Chris: That's something I've struggled with myself as someone who knows people who are going through mental health struggles. I can't tell you that I've got a one-catch answer – it's difficult when you're living a busy life, you're not a mental health outreach worker, but people in your life are going through a hard time. It's difficult to know what to do. Making yourself available is the starting point.

People have to be honest: if you've got a friend who's always on a downer, and you're struggling yourself, cos you're exhausted, you work hard, blah, blah, blah, does that mean you're going to be the Good Samaritan who's on the phone for two hours every day? Realistically, no. You shouldn't feel guilty if you don't always make the right decisions.

Some things are a no-brainer. Be a genuine, authentic person who people feel like they can talk to. If you spend your life worried about your appearance people will not feel able to open up to you – however much you care about each other.

If someone opens up to you it's a clear demonstration of trust

Charlie: Since we've been supporting CALM, a lot of people have reached out with very emotional stories, some linked to suicide. Ultimately we're not experts – that's when you should refer to the experts such as CALM and Samaritans. It's very important for people to know services like this are available.

Chris: It's a difficult balance to strike – as a friend you want to try and help, rather than immediately refer people onto an agency. It's about knowing where your boundaries lie. If someone opens up to you it's a clear demonstration of trust. It's about helping as much as you can, while also making sure that person feels like they are in control of their own choices. They have to make a decision if they want to call one of these agencies for help.

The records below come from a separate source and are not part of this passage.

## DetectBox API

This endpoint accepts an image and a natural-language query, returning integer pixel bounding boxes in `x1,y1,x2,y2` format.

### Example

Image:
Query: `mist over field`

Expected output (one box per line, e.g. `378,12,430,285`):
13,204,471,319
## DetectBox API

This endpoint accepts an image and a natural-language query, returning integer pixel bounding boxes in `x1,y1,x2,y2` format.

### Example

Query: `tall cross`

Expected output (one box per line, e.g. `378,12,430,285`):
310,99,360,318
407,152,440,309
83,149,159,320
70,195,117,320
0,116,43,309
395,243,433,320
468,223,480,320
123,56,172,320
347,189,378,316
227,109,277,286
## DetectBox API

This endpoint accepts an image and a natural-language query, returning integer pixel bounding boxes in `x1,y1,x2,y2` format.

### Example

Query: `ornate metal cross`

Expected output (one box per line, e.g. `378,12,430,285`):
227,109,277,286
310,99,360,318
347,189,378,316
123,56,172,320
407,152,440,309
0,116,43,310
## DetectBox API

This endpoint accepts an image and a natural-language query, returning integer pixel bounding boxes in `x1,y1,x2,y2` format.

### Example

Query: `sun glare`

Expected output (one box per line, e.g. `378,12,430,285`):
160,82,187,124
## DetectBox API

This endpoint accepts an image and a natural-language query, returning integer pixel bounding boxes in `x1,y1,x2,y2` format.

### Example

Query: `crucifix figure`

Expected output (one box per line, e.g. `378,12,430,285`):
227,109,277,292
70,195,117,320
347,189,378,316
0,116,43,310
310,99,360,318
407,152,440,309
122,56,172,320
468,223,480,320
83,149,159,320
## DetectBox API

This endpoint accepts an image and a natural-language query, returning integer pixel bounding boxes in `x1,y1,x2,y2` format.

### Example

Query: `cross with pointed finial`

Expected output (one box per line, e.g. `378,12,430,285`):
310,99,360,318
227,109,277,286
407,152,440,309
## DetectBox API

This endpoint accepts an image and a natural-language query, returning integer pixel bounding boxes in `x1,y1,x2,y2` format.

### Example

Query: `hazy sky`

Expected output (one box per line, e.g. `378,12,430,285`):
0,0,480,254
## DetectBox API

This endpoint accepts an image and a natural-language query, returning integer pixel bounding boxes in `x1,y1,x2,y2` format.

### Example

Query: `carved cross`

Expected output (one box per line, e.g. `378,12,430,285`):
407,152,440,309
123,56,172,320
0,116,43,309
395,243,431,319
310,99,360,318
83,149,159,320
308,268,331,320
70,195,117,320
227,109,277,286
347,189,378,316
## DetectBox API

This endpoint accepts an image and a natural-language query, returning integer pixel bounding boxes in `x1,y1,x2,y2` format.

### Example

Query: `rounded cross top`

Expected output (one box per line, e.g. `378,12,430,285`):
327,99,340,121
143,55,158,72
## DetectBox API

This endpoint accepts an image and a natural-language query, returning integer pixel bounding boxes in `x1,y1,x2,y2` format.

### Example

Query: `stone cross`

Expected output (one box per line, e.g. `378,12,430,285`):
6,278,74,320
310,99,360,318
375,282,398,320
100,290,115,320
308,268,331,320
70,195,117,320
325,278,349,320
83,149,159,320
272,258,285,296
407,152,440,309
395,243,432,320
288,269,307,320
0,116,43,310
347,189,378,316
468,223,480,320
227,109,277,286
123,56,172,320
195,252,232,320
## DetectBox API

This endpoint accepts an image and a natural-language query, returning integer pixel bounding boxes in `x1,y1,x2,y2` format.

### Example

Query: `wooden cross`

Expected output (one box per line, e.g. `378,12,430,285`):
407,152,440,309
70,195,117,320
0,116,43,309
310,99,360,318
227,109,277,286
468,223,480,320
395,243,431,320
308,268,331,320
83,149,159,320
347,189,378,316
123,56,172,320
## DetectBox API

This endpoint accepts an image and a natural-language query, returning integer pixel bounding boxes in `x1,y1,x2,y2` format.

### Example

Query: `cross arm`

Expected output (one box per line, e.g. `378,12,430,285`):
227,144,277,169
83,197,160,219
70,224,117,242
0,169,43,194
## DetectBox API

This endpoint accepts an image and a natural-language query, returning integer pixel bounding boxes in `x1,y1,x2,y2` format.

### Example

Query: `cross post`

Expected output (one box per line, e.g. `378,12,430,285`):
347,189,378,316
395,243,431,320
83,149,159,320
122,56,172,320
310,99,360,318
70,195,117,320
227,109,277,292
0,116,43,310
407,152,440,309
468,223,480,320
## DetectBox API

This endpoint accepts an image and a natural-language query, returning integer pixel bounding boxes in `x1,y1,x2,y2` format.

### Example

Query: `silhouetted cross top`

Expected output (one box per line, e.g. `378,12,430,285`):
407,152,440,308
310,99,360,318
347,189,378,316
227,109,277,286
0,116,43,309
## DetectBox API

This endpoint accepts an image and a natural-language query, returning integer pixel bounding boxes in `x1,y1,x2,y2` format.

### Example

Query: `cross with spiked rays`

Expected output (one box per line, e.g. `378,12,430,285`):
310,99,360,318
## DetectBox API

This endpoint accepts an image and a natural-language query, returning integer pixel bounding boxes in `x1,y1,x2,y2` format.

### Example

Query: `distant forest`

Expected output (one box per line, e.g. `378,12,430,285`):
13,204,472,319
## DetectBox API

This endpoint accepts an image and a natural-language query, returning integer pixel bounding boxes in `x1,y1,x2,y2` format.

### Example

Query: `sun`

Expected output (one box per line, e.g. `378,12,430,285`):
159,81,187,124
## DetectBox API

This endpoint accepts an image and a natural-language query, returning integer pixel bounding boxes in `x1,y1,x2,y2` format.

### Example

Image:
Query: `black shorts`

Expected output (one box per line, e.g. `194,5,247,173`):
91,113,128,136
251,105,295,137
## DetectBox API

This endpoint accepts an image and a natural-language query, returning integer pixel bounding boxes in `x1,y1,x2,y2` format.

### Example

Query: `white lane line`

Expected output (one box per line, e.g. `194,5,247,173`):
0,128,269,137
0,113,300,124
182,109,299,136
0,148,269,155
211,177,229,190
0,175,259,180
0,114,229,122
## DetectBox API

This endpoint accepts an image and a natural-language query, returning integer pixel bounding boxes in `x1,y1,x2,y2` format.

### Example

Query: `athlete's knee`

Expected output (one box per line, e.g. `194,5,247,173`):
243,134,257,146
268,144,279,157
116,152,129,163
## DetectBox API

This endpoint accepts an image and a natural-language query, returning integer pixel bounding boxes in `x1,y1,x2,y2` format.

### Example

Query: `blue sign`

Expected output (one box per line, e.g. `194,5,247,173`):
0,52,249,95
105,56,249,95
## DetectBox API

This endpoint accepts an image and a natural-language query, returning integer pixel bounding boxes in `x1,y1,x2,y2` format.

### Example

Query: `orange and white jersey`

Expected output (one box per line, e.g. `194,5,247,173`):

Making it feel like it's OK to call one of these agencies, while also doing all you can to support, that's really powerful. Often people don't call helplines because they feel it's a sign that there's something wrong with them; whereas if they talk to you as a friend, and you make it feel that it's OK to call a helpline, if you really are struggling, that can really help. Hopefully campaigns like ours make people feel more comfortable reaching out for the help that is there.